Monday, November 16, 2009

Puzzle Pieces

I just came across an analogy in Wayne Grudem's Systematic Theology that puts to words something I have been thinking about for the last few years. Upon a first reading, the Bible can appear so mysterious and opaque to understanding. Kings and kingdoms and sacrifices and law and churches and revelations and songs and proverbs and judgment and anger and joy and brutality and grace and...how does this all fit together? How am I supposed to understand it all?
Well, Grudem compares studying the Bible and theology to putting together a jigsaw puzzle: "The more pieces one has in place correctly to begin with, the easier it is to fit new pieces in, and the less apt one is to make mistakes." This so clearly illustrates some of my frustrations and conclusions in studying the Bible in the past. At times it has been as though I have studied a single piece of a puzzle, knowing all its colors and shapes, but I have no idea where it goes. I have to put it to the side and keep working on the rest of the puzzle keeping in mind I have one piece on the side with certain colors and shapes. Eventually the puzzle fills in enough that I know where that piece should go. But at the start I had no idea. It took time and further work to figure it out.

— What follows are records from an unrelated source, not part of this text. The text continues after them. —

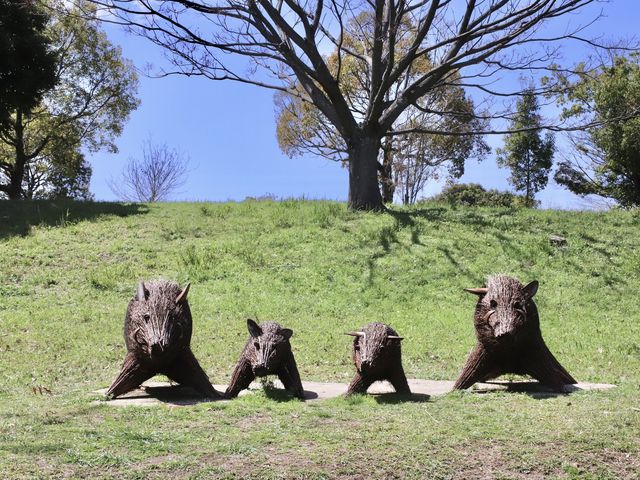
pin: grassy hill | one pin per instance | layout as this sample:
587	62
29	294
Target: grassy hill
67	271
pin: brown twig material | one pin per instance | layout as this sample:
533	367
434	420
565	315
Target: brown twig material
157	332
509	338
267	352
377	356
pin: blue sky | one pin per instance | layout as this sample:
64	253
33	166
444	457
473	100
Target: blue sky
228	131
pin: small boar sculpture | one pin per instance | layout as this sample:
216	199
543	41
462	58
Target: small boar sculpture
509	338
157	332
376	356
267	352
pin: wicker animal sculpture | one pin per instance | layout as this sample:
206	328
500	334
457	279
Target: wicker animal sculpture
376	356
267	352
509	338
157	332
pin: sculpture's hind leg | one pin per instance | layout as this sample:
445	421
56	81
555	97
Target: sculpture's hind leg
399	381
290	377
359	384
540	363
241	378
186	370
480	367
131	376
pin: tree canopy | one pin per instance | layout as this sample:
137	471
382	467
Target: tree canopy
41	153
526	153
406	162
468	43
605	158
27	62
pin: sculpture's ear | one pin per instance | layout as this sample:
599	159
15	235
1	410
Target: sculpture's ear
183	294
477	291
531	289
254	329
142	293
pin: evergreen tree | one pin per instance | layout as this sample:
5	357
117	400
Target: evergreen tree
525	152
27	63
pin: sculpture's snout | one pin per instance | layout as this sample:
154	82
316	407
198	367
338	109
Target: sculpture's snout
260	370
157	350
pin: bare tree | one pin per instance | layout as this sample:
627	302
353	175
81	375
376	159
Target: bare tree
469	43
153	177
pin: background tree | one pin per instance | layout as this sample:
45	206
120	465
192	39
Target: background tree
27	63
605	159
525	152
160	172
405	161
41	152
467	43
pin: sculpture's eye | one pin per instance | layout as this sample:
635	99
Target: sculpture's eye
139	338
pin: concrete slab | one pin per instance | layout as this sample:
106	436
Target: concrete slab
154	393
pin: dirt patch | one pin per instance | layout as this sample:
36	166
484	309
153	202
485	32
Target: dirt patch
157	393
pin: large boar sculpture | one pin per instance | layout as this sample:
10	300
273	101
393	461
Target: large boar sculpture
509	338
157	332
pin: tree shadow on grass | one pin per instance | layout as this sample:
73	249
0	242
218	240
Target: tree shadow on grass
396	398
531	388
18	216
282	395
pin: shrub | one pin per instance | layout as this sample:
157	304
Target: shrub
473	194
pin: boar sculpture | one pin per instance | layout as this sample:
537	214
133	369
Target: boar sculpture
157	333
509	338
267	352
376	356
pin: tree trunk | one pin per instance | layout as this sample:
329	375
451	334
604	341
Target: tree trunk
364	191
387	184
14	190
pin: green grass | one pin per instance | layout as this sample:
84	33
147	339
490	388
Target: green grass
67	271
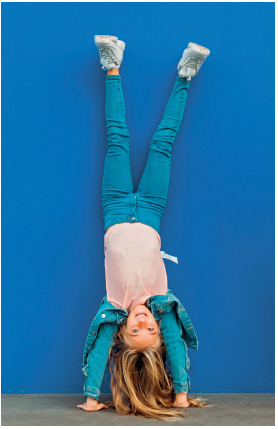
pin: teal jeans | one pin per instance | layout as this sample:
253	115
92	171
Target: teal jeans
119	202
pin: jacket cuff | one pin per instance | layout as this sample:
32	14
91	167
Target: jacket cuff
92	392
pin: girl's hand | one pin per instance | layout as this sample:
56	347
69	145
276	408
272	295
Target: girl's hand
92	405
181	400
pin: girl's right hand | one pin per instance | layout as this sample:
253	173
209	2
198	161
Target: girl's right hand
92	405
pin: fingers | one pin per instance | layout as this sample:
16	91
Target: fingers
100	406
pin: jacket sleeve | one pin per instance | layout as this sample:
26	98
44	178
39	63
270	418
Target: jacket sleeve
176	350
97	359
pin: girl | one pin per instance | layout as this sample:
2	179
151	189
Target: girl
141	328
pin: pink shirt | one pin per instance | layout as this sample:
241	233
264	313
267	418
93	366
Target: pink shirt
134	268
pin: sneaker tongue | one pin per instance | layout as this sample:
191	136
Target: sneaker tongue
104	62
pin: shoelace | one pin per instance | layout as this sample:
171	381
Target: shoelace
193	62
108	55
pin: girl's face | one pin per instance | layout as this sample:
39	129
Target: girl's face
142	331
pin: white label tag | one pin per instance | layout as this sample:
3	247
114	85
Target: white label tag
172	258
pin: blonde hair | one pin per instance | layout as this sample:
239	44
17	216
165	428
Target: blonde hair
140	381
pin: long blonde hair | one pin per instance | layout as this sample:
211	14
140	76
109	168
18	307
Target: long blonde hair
141	383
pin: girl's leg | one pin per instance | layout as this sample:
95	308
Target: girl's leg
117	182
153	188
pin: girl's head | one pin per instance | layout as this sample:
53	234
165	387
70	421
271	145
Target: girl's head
140	380
141	330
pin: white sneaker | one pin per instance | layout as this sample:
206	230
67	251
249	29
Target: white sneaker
192	59
111	51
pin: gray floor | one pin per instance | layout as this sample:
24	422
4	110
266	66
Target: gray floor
231	409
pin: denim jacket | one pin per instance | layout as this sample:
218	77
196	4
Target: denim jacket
175	326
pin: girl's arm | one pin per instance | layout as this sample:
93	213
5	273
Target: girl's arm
97	361
176	350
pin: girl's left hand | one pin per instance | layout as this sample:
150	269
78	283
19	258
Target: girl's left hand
181	400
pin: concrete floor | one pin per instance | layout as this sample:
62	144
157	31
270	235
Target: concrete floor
231	409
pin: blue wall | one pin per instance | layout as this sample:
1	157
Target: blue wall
219	217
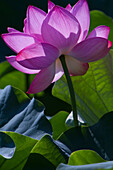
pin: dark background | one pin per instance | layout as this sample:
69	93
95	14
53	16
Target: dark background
13	12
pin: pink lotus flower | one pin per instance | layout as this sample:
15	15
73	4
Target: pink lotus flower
46	37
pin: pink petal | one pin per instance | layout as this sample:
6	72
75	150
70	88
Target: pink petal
69	7
35	17
17	41
16	65
76	67
26	29
50	5
61	29
42	80
100	31
91	49
12	30
38	56
81	13
58	70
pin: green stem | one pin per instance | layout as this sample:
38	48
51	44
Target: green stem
71	90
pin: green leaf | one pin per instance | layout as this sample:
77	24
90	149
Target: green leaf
24	146
83	157
8	75
99	18
98	137
94	90
26	116
58	124
36	161
47	148
97	166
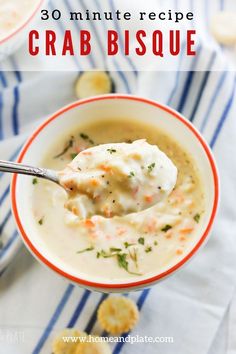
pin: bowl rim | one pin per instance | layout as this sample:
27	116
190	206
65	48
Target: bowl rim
24	24
135	284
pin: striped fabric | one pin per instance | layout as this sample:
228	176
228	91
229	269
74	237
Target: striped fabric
191	305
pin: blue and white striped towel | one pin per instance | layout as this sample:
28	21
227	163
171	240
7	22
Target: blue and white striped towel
192	306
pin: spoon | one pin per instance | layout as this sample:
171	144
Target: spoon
110	179
13	167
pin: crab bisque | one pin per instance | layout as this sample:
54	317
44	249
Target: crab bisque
123	248
117	179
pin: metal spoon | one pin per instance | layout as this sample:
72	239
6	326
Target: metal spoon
13	167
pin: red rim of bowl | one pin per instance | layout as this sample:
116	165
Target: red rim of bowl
18	29
134	284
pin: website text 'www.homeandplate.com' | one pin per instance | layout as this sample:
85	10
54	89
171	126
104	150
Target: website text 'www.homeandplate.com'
127	339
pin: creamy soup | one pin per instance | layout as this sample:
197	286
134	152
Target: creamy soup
13	13
117	179
127	247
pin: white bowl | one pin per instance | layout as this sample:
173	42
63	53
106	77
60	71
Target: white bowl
112	106
15	38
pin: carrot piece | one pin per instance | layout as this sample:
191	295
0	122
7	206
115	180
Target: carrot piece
182	238
186	231
94	182
88	223
105	168
148	198
121	231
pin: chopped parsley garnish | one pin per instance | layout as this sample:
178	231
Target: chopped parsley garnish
40	221
166	228
91	248
141	240
148	249
73	155
34	181
197	218
122	262
111	151
151	167
114	249
67	147
86	137
134	256
132	174
127	244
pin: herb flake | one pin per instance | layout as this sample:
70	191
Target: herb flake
127	244
91	248
132	174
166	228
141	240
197	218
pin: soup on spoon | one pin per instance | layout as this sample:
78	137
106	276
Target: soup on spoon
117	179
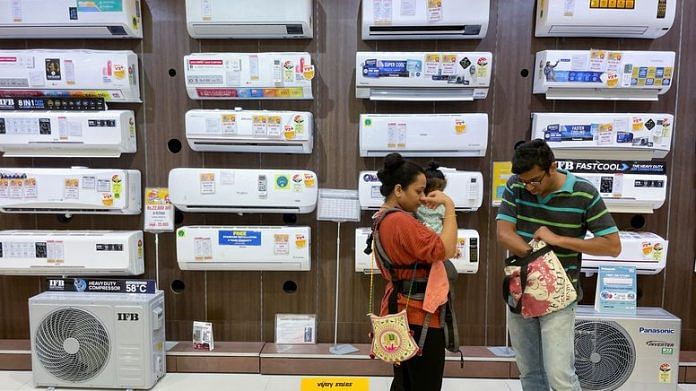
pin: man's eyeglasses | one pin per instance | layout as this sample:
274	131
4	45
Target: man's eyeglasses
533	182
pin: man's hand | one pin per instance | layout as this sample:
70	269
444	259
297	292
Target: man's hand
545	234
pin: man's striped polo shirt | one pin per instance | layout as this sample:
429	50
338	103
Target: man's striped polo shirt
570	211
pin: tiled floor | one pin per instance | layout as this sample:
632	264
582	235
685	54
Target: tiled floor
184	381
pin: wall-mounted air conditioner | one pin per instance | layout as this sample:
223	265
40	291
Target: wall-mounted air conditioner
605	136
67	133
249	20
603	74
249	75
108	74
464	187
243	248
74	253
20	19
70	191
644	250
467	243
457	135
424	19
97	340
243	190
250	131
422	76
626	187
614	19
622	352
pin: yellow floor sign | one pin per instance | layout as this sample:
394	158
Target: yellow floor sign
335	383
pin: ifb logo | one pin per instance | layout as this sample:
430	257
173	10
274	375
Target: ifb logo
128	316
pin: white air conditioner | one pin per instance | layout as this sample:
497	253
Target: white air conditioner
467	244
97	340
70	191
614	19
423	19
108	74
644	250
285	75
249	20
53	19
243	190
67	133
605	136
422	76
603	74
464	187
457	135
250	131
626	187
62	253
627	352
244	248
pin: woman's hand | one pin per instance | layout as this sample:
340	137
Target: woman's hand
435	198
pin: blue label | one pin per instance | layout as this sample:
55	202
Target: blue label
239	238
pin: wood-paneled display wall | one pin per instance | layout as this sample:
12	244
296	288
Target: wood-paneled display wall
242	305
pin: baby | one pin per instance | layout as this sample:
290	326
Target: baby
435	180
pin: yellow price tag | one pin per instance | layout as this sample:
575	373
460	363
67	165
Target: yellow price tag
335	383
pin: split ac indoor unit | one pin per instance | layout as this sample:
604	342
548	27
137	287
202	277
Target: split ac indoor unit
73	253
464	187
627	352
605	136
70	191
249	20
21	19
422	76
424	19
603	74
243	190
67	133
600	18
285	75
262	248
250	131
626	187
467	243
644	250
108	74
456	135
97	340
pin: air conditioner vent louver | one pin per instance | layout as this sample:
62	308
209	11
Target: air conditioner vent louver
72	345
604	355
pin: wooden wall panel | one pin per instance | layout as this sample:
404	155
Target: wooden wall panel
242	305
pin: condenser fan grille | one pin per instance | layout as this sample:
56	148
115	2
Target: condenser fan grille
604	355
72	345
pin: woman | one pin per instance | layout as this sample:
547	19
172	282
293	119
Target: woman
413	249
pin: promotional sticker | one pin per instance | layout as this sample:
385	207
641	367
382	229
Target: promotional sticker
207	183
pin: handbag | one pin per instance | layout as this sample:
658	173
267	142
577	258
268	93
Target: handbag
537	284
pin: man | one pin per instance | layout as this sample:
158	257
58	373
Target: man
546	203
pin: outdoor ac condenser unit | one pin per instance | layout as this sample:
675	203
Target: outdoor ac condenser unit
97	340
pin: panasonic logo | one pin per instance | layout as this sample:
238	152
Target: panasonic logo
647	330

So too it goes with Bible study. As I learn more of the Old Testament, ideas in the New become clearer. As I study one passage the light goes on in another. There is no way I could understand certain passages the first time I read them. But as I work through the Bible again and again, I pick up new things each time and begin to see how it all fits together. I view this as God's amazing wisdom in putting together a book that fits together so well and so precisely.
I look forward to working on this puzzle the rest of my life.